Arab Times

Washington, Ankara agree to ceasefire in Syria

-

ANKARA, Oct 17, (RTRS): Turkey has agreed to a five-day ceasefire in northeast Syria to allow for withdrawal of Kurdish forces, US VicePresid­ent Mike Pence said on Thursday after talks with Turkish President Tayyip Erdogan.

“Today the United States and Turkey have agreed to a ceasefire in Syria,” Pence told a news conference after more than four hours of talks at the presidenti­al palace in Ankara.

Pence had flown to Turkey to call for a halt in Turkey’s cross-border military operation, called Operation Peace Spring, under which Turkey has aimed to clear YPG Syrian Kurdish fighters from a 20-mile (32-km) deep “safe zone” along the border.

“The Turkish side will pause Operation Peace Spring in order to allow for the withdrawal of YPG forces from the safe zone for 120 hours,” Pence said.

“All military operations under Operation Peace Spring will be paused, and Operation Peace Spring will be halted entirely on completion of the withdrawal,” he said.

The assault has created a new humanitari­an crisis in Syria with 200,000 civilians taking flight, a security alert over thousands of Islamic State fighters abandoned in Kurdish jails, and a political maelstrom at home for US President Donald Trump. Trump has been accused of abandoning Kurdish-led fighters, Washington’s main partners in the battle to dismantle Islamic State’s self-declared caliphate in Syria, by withdrawin­g troops from the border as Ankara launched its offensive on Oct 9.

Trump defended his move on Wednesday as “strategica­lly brilliant”. He said he thought Pence and Erdogan would have a successful meeting, but warned of sanctions and tariffs that “will be devastatin­g to Turkey’s economy” otherwise.

Turkey’s operation has allowed Syrian President Bashar al-Assad to send his Russian-backed forces to an area that had been beyond his control for years in the more than eight-year-old Syrian war.

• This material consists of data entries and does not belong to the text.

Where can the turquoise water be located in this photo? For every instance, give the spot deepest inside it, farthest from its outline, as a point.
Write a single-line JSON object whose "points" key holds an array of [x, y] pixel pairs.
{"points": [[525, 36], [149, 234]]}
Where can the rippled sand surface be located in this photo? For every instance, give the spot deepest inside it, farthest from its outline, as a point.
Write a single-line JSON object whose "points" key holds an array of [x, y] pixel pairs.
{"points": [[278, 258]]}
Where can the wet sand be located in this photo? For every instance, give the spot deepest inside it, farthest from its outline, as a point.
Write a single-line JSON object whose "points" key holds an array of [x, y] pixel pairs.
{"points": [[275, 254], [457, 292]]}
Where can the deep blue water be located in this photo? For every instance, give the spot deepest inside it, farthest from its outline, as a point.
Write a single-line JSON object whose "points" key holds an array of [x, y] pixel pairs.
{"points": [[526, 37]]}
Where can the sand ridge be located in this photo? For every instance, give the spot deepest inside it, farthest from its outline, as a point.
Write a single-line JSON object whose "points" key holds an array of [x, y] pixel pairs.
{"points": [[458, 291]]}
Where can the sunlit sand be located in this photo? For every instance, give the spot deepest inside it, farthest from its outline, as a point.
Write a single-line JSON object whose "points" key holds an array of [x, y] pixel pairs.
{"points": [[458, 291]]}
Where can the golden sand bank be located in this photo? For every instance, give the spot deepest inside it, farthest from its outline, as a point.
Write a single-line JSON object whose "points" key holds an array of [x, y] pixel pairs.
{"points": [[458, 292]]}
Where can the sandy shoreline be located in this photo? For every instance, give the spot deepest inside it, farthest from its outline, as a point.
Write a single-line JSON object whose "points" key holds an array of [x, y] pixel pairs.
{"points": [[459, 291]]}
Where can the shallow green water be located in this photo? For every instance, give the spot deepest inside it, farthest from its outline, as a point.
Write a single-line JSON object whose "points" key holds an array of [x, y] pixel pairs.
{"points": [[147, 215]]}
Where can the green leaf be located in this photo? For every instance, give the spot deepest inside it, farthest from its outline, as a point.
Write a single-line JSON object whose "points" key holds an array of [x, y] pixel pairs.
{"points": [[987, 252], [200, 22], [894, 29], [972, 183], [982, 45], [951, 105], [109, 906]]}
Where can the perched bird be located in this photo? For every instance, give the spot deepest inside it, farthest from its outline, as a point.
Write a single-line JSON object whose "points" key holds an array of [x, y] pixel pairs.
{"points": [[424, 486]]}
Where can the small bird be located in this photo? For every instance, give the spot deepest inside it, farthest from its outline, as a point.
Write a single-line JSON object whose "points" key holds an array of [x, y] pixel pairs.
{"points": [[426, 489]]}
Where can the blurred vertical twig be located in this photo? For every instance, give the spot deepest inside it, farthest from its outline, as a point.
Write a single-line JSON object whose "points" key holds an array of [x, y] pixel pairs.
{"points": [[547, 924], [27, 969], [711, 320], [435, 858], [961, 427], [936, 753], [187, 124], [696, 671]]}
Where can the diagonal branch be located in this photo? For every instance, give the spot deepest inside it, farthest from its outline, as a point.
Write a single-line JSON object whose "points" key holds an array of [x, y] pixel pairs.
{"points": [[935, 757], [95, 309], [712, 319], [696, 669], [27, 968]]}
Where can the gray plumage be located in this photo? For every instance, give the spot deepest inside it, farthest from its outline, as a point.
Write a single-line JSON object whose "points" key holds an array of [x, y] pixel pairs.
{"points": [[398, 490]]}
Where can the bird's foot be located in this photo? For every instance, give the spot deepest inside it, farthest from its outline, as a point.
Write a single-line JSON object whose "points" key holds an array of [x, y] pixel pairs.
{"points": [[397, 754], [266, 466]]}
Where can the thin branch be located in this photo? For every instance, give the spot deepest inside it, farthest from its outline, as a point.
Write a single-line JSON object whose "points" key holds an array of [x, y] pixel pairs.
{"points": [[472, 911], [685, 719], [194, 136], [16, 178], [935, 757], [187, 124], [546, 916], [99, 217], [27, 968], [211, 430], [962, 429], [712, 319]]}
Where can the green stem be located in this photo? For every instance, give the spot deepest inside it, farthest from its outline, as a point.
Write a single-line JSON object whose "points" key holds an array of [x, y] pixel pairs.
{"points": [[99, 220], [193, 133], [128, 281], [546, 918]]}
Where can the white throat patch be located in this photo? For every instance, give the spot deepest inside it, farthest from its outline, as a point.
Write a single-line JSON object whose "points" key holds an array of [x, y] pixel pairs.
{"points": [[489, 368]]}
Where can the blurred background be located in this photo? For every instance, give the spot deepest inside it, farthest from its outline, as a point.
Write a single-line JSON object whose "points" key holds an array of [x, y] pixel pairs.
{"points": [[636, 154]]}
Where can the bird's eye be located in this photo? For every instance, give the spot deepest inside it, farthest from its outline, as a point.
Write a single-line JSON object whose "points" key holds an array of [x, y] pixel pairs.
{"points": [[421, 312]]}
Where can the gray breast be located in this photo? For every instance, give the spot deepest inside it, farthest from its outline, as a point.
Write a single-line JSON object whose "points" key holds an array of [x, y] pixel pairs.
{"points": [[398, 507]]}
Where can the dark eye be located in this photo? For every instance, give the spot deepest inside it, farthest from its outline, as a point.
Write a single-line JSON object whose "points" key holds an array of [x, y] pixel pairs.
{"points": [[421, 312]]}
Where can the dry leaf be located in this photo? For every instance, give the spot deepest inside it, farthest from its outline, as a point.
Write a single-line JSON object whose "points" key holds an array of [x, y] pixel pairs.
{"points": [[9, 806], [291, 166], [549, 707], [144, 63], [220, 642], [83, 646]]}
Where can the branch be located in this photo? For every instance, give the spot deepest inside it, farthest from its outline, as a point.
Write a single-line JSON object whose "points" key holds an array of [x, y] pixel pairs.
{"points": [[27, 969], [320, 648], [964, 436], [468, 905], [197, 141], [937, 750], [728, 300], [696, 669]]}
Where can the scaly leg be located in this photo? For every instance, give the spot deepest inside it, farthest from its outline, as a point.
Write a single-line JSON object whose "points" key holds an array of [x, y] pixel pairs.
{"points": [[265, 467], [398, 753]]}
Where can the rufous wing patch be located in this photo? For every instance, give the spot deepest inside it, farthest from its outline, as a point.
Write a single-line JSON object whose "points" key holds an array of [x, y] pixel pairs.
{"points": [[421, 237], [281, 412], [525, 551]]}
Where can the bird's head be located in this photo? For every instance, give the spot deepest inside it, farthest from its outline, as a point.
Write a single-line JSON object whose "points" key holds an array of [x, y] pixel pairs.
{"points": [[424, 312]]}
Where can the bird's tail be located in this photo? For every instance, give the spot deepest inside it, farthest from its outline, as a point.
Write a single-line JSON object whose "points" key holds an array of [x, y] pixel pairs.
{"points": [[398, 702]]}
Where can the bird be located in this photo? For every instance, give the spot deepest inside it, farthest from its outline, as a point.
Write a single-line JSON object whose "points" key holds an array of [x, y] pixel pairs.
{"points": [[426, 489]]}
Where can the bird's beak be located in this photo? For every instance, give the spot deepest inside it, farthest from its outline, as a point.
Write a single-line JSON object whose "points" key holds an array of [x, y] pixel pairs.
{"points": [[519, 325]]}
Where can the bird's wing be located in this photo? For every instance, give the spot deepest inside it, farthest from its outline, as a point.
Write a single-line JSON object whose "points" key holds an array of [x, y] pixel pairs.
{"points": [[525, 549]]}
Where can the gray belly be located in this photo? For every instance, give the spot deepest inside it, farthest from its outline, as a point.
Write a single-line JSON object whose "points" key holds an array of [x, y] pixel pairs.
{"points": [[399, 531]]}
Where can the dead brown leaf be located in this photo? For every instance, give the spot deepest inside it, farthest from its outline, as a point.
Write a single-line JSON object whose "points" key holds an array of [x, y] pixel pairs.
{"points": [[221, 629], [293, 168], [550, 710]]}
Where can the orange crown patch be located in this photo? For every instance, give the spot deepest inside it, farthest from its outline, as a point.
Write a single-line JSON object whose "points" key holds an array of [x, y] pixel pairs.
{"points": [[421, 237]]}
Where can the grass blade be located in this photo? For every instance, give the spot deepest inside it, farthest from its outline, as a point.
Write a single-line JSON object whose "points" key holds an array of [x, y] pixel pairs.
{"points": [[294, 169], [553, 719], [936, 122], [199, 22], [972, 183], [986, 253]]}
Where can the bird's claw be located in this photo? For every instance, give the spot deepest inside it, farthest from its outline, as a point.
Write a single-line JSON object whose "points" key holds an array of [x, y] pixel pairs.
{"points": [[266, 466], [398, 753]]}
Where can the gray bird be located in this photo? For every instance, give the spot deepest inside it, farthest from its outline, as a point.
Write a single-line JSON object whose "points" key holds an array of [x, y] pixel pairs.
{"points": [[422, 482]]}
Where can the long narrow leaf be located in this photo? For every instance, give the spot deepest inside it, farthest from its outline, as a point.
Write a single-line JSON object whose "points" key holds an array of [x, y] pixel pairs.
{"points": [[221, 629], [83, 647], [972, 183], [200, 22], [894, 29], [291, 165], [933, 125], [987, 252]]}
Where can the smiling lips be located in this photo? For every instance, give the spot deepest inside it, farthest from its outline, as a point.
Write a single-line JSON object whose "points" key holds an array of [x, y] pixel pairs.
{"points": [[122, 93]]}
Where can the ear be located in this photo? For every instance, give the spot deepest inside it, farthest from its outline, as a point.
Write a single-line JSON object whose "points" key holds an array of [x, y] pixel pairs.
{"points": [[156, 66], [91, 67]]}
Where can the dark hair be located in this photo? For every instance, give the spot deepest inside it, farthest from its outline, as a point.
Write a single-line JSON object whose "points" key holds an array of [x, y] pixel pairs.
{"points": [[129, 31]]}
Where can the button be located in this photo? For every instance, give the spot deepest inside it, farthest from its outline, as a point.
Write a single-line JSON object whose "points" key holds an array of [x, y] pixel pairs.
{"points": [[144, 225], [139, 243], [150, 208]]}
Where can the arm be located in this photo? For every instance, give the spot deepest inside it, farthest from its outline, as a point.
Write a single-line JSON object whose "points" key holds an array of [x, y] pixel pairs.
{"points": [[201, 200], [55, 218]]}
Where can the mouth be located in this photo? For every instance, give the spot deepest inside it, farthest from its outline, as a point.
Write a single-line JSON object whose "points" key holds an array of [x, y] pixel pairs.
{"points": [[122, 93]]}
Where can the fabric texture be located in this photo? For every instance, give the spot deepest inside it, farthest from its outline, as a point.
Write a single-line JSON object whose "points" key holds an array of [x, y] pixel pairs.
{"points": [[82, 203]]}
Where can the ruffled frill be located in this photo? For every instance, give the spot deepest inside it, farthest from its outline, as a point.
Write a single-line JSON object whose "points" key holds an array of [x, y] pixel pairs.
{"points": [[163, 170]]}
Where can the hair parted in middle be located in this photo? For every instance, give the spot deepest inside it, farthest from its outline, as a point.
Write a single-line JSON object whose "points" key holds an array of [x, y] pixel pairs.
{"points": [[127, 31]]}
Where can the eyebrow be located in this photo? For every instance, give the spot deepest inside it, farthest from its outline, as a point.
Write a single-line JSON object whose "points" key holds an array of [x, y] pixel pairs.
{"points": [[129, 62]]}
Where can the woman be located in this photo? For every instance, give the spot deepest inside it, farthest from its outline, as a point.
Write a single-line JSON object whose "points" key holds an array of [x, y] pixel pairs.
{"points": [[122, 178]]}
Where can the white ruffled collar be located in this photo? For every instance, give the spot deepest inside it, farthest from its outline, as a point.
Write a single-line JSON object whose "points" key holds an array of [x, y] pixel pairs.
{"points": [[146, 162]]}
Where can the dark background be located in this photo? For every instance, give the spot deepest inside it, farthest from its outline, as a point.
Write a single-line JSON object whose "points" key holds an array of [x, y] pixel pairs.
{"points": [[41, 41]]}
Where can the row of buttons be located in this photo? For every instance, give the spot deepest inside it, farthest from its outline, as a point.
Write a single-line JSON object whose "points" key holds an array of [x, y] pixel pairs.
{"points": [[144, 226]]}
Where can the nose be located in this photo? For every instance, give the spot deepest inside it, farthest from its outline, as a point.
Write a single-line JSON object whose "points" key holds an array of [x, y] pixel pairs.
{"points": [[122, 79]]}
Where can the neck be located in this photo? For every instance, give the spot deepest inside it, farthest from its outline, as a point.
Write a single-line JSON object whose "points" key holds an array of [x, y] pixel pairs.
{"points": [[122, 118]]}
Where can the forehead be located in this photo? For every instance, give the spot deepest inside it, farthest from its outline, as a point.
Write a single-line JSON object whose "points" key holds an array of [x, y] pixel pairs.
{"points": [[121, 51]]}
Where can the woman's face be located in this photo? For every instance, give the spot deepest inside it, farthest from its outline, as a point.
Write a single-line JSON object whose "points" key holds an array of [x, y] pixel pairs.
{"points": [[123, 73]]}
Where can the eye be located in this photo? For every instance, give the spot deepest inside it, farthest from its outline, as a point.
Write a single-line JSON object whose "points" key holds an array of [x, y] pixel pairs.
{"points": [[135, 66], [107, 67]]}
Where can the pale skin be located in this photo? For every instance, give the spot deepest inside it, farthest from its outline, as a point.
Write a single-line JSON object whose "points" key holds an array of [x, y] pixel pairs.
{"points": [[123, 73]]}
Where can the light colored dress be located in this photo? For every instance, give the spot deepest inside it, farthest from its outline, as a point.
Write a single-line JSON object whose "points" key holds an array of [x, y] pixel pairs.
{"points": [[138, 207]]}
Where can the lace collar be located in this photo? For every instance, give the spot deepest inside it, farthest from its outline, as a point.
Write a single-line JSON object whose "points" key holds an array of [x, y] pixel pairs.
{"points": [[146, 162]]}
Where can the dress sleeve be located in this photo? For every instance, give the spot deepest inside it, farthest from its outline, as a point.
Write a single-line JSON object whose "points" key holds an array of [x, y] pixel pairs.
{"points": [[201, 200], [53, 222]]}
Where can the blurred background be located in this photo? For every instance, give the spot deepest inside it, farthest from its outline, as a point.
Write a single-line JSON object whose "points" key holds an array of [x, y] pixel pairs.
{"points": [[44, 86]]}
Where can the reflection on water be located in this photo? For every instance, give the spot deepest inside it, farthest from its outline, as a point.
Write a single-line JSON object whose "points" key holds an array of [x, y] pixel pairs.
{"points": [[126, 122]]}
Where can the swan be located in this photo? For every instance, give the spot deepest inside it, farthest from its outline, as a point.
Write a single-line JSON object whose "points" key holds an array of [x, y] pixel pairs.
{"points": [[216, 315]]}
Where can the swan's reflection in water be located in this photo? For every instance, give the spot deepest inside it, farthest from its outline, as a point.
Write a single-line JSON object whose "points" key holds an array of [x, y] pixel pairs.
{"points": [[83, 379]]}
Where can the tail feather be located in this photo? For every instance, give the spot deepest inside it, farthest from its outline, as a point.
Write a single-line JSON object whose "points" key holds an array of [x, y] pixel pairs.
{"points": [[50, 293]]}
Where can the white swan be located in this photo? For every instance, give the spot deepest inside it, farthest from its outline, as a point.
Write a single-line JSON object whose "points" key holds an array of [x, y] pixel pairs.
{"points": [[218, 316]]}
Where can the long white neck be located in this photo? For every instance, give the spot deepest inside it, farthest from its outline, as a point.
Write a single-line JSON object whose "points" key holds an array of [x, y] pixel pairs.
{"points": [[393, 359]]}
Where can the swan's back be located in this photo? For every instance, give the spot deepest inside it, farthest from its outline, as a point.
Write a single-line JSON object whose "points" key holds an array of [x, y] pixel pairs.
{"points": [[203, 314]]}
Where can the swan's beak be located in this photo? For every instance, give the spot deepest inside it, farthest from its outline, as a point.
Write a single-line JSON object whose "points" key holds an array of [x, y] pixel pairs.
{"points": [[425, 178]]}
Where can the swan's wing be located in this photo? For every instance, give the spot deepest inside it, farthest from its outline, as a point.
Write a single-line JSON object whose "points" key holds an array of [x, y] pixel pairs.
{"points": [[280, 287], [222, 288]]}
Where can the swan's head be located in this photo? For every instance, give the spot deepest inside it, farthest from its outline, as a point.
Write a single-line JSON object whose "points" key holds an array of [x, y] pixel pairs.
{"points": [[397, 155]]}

It also prompted the Syrian Democratic Forces (SDF), of which the Kurdish YPG is the main component, to strike a deal with Damascus for its help in countering Turkish forces.

Russia has promised Turkey that the Syrian Kurdish YPG militia targeted by the offensive will not be in the Syrian territorie­s across the border, Turkish Foreign Minister Mevlut Cavusoglu told the BBC on Thursday.

Syrian troops accompanie­d by Russian forces have meanwhile entered Kobani, a strategic border city and potential flashpoint for a wider conflict, said the British-based monitor the Syrian Observator­y for Human Rights.

Lebanon’s al-Mayadeen TV reported that Russian-backed Syrian forces had also set up outposts in Raqqa, the one-time capital of Islamic State’s caliphate, which the Kurds captured in 2017 at the peak of their campaign with US support.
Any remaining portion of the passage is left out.